RCI Bank: AI Techs to Improve CRM
RCI Bank & Services is putting much work into data aggregation services based on Machine Learning algorithms. Credit scoring, verbatim and incoming e-mail analyses, consolidation of customer data… are as many aspects in which Renault’s financial and mobility subsidiary intends to further focus through Machine Learning mechanisms.
RCI Bank & Services embarked on a large-scale Machine Learning program based on Oracle analytics solutions. Renault Nissan’s financial arm built a centralised database listing their customers, and keeps expanding it over time using unstructured qualitative data from their customer service, for example.

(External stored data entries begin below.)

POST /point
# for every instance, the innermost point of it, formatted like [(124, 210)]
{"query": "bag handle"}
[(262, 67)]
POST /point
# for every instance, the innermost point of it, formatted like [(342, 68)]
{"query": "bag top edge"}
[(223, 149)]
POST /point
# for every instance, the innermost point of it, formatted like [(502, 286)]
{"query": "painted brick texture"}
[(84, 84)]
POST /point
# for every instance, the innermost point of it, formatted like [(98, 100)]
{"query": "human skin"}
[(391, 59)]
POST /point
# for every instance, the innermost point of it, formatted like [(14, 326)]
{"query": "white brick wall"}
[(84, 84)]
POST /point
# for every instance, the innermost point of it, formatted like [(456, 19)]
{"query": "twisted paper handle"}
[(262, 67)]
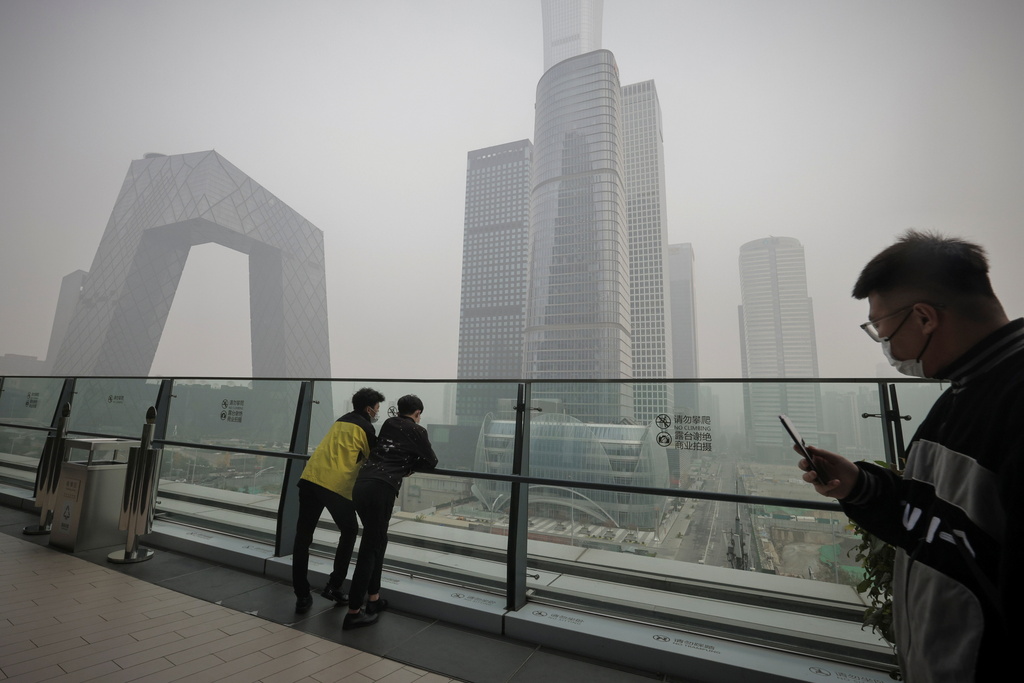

Artificial Intelligence is also used to improve traditional scoring algorithms’ efficiency. For instance, they are currently designing a new scoring system for French SMEs, i.e.: a segment for which barely any data qualification has so far been made. They improve existing information through cross-referencing data retrieved on social media as well as on some websites. The idea is to better assess their profile of risk. Also, Machine Learning processes allow them to update credit-granting algorithms in real time, to avoid that they should dry out.
This program also includes automated analyses of customers' verbatim (gathered, for instance, during investigation processes) and of the answers to incoming e-mails from different RCI Bank & Services subsidiaries. In both cases, the process relies on text analyses, making it possible to automate and industrialise data categorisation. Their goal is to qualify their customer relation, assess their satisfaction level and draft detailed profiles of these banking customers.
Comments – AI as a strategic tool for RCI Bank
Big Data and the implementation of new, Machine Learning-based scoring techniques have become a trend in the credit sector. Progress has been made regarding these technologies, which led to several commercial launches where instantaneity, automation or conversational intelligence play a large part. RCI Bank & Services is using AI technologies by way of optimising its processes and improving its communication skills at key moments in dealing with customers and prospects. When it comes to credit offers, the group intends to go further than just using typical scoring solutions so they can better anticipate default probabilities. They aim to implement models the performance of which should never fail.
Renault’s financial arm recorded exceptionally high results in 2017, with more than 1.7 million new financing files, +13.2% year-over-year. Their partnership with Oracle on implementing analytics solutions echoes the overall progress achieved by the group in the car financing sector.